Arthur is now 63, going on 40, but the thought of retirement troubles him – he tries not to think about it because “there’s still too much to be done”.
“I don’t know what I’d do with myself,” he says. “Whiskers always told me, ‘A man needs a job – it keeps him out of the pub’.” TQ
ARTHUR HAMILTON’S FIVE RULES FOR BUSINESS SUCCESS
- Be neat and tidy – in other words, have a disciplined mind. “Neat yard, neat paperwork, neat machinery” demonstrates a pride in your work
- Be professional – “always do things properly; no one will employ someone in this business who isn’t professional”
- Be compassionate – “a young bloke came to me and offered to hire me his truck with him as the driver for $80 an hour. He was shocked when I offered to pay him $95 an hour. I knew he wouldn’t survive at $80. Nobody benefits when a business goes broke.”

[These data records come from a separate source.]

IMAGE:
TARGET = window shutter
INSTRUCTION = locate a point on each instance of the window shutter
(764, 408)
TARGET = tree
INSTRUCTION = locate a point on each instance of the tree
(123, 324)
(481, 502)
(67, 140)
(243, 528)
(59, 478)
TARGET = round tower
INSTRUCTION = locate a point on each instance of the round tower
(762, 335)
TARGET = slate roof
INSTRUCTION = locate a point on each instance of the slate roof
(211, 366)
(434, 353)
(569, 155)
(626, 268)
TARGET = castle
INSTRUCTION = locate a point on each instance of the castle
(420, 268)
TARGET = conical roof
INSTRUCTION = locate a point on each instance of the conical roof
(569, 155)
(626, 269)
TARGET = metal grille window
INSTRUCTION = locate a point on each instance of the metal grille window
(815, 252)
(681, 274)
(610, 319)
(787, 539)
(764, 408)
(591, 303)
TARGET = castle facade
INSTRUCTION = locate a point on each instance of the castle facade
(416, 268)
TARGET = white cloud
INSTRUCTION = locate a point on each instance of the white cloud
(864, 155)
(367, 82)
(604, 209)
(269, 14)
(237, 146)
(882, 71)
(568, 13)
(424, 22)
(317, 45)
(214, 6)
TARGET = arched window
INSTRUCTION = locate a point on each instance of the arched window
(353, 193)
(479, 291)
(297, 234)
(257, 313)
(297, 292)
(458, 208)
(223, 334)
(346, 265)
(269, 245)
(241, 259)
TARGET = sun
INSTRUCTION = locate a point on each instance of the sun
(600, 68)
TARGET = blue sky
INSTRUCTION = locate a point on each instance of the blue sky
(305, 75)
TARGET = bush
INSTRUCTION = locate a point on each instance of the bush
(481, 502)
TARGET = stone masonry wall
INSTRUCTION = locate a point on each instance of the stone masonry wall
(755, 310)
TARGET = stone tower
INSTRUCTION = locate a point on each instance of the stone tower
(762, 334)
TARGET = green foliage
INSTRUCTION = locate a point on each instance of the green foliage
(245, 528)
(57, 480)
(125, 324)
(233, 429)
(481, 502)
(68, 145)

- Treat your staff well – “they are key to success” – they will make you and definitely break you if you don’t look after them. “My staff are my greatest asset.”
- Remember your family – Arthur is divorced but still has an amicable relationship with his ex-wife Dee, and his three children, Nicole, Meegan and Jack, and a grandchild, Michael, work for him. Nicole does accounts and Meegan HR. Arthur says they are an important part of the team. “If you’re not happy at home you’ll go to work pissed off.” And always appreciate the work your wife does. “Even if she doesn’t work with you, she’s contributing hugely to your success by looking after the kids and home.Every man should be grateful every time he walks in the door and finds food on the table and have the self-satisfaction of being able to look after his family the best he can.”